Description
Unknown artist of the XVII-XVIII century
‘Saint Jerome Hears the Trumpet of the Last Judgment’
Signed and dated lower left (on the base of the crucifix) Herm. Veltman fecit 1719
Oil on canvas
Dimensions excl. frame: 102.5 x 76.5 cm.
incl. frame: 126 x 99 cm.
In good condition, professionally cleaned, relined.
Price on request
Depicted is Saint Jerome in a cave with a crucifix, a lion, a book, a red cardinal’s hat, holding a skull. He is startled by the sound of an angels trumpet calling the Last Judgment. He pounds his chest with a rock. Saint Jerome’s self-flagellation with a rock was a practice of asceticism and mortification aimed at taming his internal desires and resisting temptation. This act of self-inflicted pain was intended to purify his body of impure urges that contradicted his religious doctrine.
Saint Jerome is often depicted with a lion in art due to a popular legend. The story, recounted in the Golden Legend, tells of Jerome living near a monastery when a lion came limping into their midst. The other monks fled, but Jerome calmly approached the lion and discovered it had a thorn in its paw. Jerome removed the thorn, and the grateful lion became his devoted companion.

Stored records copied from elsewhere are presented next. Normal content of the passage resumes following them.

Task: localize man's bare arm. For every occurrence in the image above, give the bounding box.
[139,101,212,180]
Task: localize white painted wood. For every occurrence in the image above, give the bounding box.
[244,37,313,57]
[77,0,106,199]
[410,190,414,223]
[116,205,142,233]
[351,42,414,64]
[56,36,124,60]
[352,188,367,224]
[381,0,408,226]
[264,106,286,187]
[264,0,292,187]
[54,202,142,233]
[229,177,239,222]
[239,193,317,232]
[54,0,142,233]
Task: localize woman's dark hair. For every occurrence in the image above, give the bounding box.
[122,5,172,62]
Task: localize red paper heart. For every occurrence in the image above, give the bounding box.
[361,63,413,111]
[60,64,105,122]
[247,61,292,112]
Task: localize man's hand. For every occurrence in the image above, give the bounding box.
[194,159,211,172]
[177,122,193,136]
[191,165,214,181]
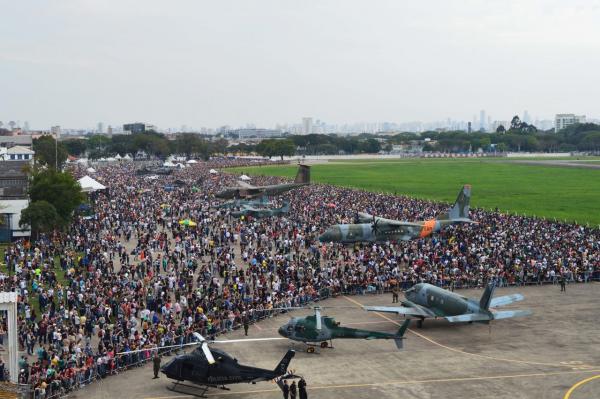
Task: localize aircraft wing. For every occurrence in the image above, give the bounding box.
[490,294,525,308]
[358,212,421,228]
[444,313,491,323]
[238,180,255,188]
[363,306,435,317]
[492,310,533,320]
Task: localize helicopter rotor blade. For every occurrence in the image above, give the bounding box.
[201,341,215,364]
[315,307,323,331]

Paintings of Saint Jerome were a popular subject in the 17th century. Jusepe de Ribera, also called Lo Spagnoletto, created two etchings depicting Saint Jerome in the wilderness being interrupted by the sound of a trumpet. One of Ribera’s earliest depictions of Saint Jerome dates from 1616–17 and was painted for one of his patrons in Naples, Pedro Téllez Girón, Duke of Osuna. In that work, Saint Jerome is depicted in meditation holding a skull and lying on the ground in his cave listening to the trumpet of the Last Judgement played by an angel. Another canvas of 1626 in The Hermitage, St. Petersburg, depicts the same subject but with a different composition. In that work, the saint, surrounded by his symbols including the lion, is interrupted in his labors by an angel with a musical instrument.